Eine wundervolle Möglichkeit dem Leben und der Natur auf die Spur zu kommen, besteht darin, sich einen Baum auszusuchen, vor der Haustüre oder im Park um die Ecke, und ihn bei seiner Reise durch die Jahreszeiten zu beobachten. Wichtig ist, dass man ihn am Tag und in der Nacht und zu allen Jahreszeiten besucht, um zu erleben, wie er die ersten Knospen trägt, die ersten zarten grünen Blätter entfaltet, wie er in voller Blüte steht. Da zu sein, wenn er im Sommer ein dichtes Laubdach hat, das sich im Herbst in leuchtendes Rot und Gelb verfärbt, wenn er im Winter seine kahlen Äste zum Himmel streckt, vielleicht sogar von Schnee bedeckt. Ihn zu sehen, zu riechen, zu schmecken und zu hören, zu erkennen, dass er Lebensraum bietet für unzählige Lebewesen.

Mein Freund der Baum

Ein Baum kann unser Freund sein, stark und verlässlich wie ein großer Bruder, der uns beschützt und Mut macht. Er kann uns Kraftquelle und Inspiration sein.

•Geh langsam auf Deinen auserwählten Baum zu und spür ganz bewusst die Grenze, an der sein Raum beginnt. Begrüß ihn von Herzen und warte auf die Erlaubnis, näher zu kommen. Vielleicht kannst Du um ihn herumgehen und die richtige Seite suchen, um sein Energiefeld zu betreten.

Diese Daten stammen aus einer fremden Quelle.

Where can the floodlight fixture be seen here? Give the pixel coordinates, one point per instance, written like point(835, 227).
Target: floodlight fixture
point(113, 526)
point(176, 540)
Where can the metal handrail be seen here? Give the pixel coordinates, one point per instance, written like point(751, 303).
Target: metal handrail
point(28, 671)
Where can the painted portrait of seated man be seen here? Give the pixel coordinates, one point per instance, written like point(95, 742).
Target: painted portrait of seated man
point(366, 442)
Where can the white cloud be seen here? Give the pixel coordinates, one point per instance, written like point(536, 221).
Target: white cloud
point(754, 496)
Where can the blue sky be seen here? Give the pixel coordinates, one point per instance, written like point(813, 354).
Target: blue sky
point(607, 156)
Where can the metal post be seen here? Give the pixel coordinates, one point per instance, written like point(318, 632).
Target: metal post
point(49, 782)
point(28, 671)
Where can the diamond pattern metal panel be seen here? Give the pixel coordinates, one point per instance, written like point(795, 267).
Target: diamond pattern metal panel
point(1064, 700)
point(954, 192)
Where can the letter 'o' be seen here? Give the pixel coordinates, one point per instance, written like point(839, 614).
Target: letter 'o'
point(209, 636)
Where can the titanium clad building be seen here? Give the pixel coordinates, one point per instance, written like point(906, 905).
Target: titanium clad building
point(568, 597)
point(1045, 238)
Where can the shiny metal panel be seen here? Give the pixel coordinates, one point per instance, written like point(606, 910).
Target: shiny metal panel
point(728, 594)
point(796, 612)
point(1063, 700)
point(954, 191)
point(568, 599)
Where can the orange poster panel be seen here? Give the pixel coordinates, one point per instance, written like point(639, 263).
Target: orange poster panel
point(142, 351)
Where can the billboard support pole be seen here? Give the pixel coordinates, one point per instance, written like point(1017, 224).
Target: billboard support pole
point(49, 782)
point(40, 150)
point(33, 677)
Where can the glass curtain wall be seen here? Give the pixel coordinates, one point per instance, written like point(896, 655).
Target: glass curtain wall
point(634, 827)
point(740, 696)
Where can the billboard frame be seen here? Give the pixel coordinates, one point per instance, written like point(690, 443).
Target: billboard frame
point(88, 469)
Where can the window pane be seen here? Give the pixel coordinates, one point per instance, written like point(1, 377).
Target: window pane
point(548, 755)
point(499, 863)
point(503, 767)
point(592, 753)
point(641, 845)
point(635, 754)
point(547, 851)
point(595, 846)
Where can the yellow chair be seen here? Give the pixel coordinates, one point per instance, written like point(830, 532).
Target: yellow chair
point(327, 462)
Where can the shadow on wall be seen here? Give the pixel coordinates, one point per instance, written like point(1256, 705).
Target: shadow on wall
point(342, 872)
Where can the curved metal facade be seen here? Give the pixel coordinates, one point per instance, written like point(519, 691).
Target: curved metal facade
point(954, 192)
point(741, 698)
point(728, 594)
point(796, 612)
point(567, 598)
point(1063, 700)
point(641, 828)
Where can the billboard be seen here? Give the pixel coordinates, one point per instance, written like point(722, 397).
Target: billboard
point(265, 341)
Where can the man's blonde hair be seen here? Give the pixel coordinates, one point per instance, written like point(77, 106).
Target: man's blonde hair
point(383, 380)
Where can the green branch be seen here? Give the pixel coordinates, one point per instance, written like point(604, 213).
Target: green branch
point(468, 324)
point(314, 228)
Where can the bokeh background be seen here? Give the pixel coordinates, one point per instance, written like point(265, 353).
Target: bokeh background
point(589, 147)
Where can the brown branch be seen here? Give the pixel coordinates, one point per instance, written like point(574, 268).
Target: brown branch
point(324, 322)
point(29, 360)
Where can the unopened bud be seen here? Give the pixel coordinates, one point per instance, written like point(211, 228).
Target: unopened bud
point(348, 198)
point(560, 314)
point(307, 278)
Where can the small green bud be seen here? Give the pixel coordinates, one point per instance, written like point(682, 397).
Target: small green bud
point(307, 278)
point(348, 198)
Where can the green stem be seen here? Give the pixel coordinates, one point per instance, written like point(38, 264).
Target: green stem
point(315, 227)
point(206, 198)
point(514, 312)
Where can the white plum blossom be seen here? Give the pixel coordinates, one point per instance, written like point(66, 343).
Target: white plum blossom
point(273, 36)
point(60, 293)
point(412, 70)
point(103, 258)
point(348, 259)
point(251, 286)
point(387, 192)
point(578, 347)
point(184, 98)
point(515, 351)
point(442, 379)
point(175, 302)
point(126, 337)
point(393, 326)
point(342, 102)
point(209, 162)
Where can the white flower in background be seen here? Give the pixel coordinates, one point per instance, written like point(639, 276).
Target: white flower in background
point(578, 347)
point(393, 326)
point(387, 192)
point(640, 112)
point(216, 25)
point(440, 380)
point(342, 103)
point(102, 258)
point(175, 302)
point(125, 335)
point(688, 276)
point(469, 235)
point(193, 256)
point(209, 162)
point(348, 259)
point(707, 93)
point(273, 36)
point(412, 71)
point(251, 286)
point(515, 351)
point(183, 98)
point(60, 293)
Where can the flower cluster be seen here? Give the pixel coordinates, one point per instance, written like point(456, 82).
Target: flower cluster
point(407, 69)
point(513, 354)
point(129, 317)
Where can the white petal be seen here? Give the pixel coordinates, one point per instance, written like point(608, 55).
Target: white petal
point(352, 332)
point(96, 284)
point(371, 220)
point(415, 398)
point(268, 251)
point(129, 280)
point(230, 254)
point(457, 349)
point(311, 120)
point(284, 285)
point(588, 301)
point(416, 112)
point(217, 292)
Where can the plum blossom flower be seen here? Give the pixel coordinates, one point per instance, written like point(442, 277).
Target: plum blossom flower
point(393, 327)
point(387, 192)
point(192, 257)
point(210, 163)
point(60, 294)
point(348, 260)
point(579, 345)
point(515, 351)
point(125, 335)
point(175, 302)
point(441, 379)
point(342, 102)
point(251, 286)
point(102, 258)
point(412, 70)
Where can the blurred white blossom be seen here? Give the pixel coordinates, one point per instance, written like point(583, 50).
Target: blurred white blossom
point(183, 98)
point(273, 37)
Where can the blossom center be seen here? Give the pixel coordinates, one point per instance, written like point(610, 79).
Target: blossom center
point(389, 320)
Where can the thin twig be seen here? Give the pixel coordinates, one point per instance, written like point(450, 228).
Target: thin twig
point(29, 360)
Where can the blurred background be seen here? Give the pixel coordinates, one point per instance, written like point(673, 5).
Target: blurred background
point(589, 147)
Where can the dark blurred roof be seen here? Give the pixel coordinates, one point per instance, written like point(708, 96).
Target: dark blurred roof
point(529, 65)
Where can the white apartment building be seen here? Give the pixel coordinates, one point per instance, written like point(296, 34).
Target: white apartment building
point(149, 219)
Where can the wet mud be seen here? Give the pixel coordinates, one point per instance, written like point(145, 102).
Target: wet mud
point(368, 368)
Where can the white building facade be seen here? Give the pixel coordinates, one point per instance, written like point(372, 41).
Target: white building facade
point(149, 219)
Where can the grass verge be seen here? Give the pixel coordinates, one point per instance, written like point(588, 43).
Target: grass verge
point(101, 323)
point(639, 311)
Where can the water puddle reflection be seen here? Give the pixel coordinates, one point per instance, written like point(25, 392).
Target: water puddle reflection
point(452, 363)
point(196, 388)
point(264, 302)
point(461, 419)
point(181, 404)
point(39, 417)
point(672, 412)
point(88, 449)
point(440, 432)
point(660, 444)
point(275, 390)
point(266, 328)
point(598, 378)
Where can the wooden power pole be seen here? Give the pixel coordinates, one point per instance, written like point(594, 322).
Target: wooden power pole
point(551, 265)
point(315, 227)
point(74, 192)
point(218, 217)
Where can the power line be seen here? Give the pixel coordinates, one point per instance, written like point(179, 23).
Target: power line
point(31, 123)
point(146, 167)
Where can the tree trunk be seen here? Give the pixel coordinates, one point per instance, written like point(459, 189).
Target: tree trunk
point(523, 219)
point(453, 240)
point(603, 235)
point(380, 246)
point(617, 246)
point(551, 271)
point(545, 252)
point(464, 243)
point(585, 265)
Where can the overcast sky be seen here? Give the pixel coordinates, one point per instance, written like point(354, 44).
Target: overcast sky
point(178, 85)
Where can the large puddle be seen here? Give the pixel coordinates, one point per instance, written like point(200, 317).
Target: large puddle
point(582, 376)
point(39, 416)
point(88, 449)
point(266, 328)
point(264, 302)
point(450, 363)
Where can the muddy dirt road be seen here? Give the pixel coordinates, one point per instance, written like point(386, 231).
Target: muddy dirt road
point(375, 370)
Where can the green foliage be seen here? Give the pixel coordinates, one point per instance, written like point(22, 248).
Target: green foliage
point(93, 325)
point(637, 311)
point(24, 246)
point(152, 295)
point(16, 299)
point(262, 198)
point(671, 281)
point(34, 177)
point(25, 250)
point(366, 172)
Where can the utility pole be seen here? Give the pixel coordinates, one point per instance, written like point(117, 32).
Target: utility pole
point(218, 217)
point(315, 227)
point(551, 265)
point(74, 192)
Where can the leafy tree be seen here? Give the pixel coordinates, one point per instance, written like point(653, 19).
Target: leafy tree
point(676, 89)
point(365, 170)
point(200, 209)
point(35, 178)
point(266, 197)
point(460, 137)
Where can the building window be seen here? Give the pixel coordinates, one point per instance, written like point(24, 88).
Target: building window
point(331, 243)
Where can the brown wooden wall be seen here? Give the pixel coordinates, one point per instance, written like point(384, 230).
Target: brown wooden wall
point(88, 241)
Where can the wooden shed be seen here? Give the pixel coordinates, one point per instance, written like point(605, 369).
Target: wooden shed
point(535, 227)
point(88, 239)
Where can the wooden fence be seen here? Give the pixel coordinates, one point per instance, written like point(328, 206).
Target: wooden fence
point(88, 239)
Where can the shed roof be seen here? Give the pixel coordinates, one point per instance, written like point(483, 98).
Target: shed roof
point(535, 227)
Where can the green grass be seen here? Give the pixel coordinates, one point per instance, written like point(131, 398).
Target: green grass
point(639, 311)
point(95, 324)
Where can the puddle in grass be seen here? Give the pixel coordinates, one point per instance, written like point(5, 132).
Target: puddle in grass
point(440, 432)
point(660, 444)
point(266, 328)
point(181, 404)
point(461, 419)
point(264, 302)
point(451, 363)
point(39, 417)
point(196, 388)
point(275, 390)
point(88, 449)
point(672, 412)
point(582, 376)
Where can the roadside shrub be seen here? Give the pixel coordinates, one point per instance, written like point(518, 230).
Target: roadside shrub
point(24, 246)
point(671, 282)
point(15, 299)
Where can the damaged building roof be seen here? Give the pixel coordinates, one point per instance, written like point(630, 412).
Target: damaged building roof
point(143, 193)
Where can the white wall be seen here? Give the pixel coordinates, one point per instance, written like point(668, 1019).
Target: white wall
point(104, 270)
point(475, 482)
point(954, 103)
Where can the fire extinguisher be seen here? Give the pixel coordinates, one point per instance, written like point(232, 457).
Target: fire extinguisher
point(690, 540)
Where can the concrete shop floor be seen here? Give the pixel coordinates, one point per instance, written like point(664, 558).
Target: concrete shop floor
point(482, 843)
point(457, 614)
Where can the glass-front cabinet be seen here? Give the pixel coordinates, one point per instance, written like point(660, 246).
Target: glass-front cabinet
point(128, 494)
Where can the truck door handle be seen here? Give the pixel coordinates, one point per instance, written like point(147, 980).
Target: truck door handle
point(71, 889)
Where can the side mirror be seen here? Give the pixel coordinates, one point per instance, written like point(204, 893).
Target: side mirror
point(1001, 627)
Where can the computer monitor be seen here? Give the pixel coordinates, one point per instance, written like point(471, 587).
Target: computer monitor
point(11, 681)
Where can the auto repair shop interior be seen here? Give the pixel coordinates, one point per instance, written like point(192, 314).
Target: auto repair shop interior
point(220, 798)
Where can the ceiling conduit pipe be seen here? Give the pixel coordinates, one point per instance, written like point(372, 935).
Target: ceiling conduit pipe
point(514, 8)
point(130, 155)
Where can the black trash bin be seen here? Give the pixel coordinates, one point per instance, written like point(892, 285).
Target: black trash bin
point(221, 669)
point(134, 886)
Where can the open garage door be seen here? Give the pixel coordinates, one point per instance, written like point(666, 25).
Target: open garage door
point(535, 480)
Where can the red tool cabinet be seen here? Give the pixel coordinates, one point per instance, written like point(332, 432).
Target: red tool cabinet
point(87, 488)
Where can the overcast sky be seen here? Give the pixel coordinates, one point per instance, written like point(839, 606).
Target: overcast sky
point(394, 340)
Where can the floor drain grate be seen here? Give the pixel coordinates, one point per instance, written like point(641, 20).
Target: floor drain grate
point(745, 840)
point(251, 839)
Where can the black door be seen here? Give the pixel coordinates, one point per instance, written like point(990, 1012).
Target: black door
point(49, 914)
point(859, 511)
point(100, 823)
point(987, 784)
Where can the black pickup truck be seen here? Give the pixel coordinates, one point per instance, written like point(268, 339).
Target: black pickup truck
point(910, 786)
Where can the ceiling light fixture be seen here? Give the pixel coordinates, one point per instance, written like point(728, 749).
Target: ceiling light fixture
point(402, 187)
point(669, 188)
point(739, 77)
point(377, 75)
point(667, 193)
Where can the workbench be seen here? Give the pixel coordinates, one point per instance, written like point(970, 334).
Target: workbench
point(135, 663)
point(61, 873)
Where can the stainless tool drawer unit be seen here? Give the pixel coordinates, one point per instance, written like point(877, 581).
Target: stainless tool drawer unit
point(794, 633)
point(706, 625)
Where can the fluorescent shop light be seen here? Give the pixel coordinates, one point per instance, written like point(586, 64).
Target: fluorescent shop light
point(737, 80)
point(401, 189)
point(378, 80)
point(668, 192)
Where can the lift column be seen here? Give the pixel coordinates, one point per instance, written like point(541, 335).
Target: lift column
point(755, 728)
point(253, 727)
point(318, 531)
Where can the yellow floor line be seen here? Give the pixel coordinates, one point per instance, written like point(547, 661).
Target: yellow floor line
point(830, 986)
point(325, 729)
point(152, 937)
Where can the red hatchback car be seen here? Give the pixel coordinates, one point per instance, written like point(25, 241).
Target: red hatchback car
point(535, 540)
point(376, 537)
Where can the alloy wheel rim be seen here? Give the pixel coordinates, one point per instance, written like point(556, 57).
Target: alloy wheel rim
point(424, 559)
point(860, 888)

•Find die jeweils stimmige Art der Kontaktaufnahme, wenn Du sein Energiefeld betrittst. Setz Dich unter den Baum, lehn Dich an seinen Stamm, lausche dem Wind in seiner Krone und schließ Deine Augen. Warte, anstelle etwas zu erwarten! Wenn sich Dein Energiefeld dem des Baumes angepasst hat, entsteht ein gemeinsames Feld. Dann hast Du den Kontakt zu Deinem Baum hergestellt und kannst Informationen austauschen.

•Stell Dir vor, wie weit seine Wurzeln reichen, wie tief sie im Boden verankert sind. Beobachte, wie die Äste dem Himmel zustreben, wie sich die Blätter, die Blüten dem Sonnenlicht öffnen.Umarme seinen Stamm, fühl seine Rinde, atme seinen Duft.

•Sei ganz im Augenblick. Welche inneren Bilder steigen auf, welche Gefühle, Empfindungen im Körper? Bleib ganz bei Dir und gleichzeitig offen für die Schönheit dieses Lebewesens.

•Stell Deinem Baumfreund eine Frage, erzähl ihm Deine Sorgen, von Deiner Freude. Halte es wie Erich Kästner: »Mit Bäumen kann man wie mit Brüdern reden und tauscht bei ihnen seine Seele um.«

•Wenn Du den Baum verlässt, vergiss nicht, ihm für das, was er Dir gegeben hat, zu danken. Gleichgültig, ob Du ein Blatt, ein inneres Bild oder ein Gefühl mitnimmst, und verabschiede Dich auf Deine eigene Art und Weise.

Mach immer wieder einmal ein inneres oder konkretes Foto, eine Zeichnung von Deinem Baum in Grün, in Weiß, in Bunt, mit Blüten oder Früchten und schreib Deine Gedanken dazu.